Something must be done about the rampant unemployment on Indian reservations that runs as high as 70% in certain regions of the U.S. The infant mortality rate among Native Americans is five times higher than the national average. Life expectancy is also lower than average, and inadequate education, social support, and rampant financial poverty continue to threaten the future of thousands of Native Americans today.

Before Native Americans can be too thankful again, something must be done about the U.S. government’s ongoing practice of violating the treaties it has made with the Native American tribes. The denial of water and fishing rights granted to tribal groups by federal government agencies threatens the existence of native groups from Oregon to New York. The Sioux Indian people are still having to fight to retain possession of their sacred Black Hills — land that was entrusted to them by their Creator and later given to them through U.S. treaty agreements that the government now wished to ignore.

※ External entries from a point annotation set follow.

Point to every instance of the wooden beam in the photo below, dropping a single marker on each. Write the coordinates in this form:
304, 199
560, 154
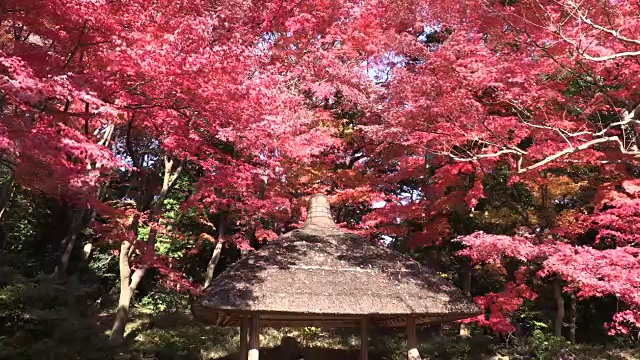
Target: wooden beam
244, 345
254, 340
364, 338
412, 339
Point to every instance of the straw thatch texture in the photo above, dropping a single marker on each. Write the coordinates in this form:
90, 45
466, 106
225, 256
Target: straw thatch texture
320, 276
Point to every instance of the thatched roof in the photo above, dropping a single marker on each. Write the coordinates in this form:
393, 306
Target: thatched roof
321, 276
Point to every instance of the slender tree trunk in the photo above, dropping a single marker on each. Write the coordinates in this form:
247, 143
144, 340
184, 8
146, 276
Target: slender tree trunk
128, 285
215, 257
129, 282
466, 289
69, 241
572, 317
6, 192
557, 290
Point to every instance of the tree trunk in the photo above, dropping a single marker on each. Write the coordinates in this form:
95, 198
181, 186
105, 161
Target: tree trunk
572, 318
69, 241
557, 290
6, 192
212, 263
129, 282
128, 285
466, 289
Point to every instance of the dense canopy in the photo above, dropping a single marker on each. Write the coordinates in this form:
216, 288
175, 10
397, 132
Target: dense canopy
495, 140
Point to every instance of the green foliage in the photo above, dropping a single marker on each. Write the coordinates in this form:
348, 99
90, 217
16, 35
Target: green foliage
162, 300
544, 346
42, 320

How thankful can the 7,000 members of Alaska’s Gwich’in Indian tribe be now that the Exxon Valdez oil spill threatens their ancient way of life? Can anyone expect Chief Trimble Gilbert, leader of the Gwich’in Arctic Village, to be thankful that the U.S. Department of the Interior and President George Bush have targeted his homeland for oil drilling even though an Interior Department report warned that such an enterprise might result in “long-term changes… in native community activities,” such as the destruction of their community structure?

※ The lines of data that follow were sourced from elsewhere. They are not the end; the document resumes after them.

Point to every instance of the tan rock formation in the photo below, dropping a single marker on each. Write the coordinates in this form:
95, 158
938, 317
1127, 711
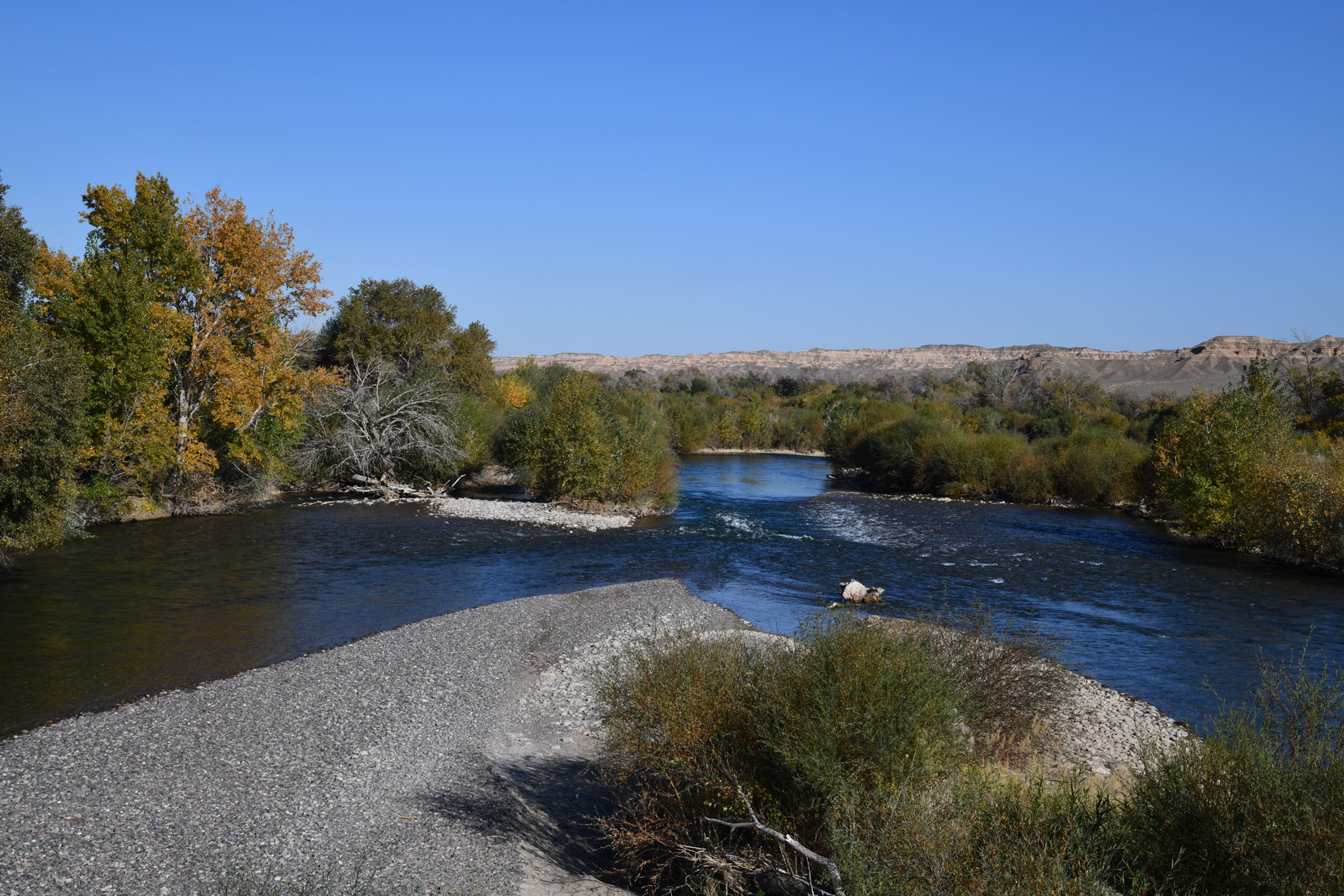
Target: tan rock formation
1211, 364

And can any Native American be thankful to see the graves of our ancestors desecrated and their remains put on display in some museum or scientific institution?

Still, many Native Americans will observe Thanksgiving Day in their own way. Some will recognize it as the Indian National Day of Mourning; others will conduct protests of some sort at Thanksgiving Day parades, turning their backs to the floats and marching bands while chanting, “Thous shall not steal, thou shall not kill.” A large portion of them will accompany millions of Americans in an eating frenzy held in some relative’s cramped home, as family members express thanks for the bounty that they share.

And there will be more than a few who will smile at another symbolic gesture provided by the day. For once, Indians get to see millions of Americans everywhere get the bird.

Charles C. Clark IV is a freelance writer for Big Shout Magazine and a full-blooded Nanticoke Indian.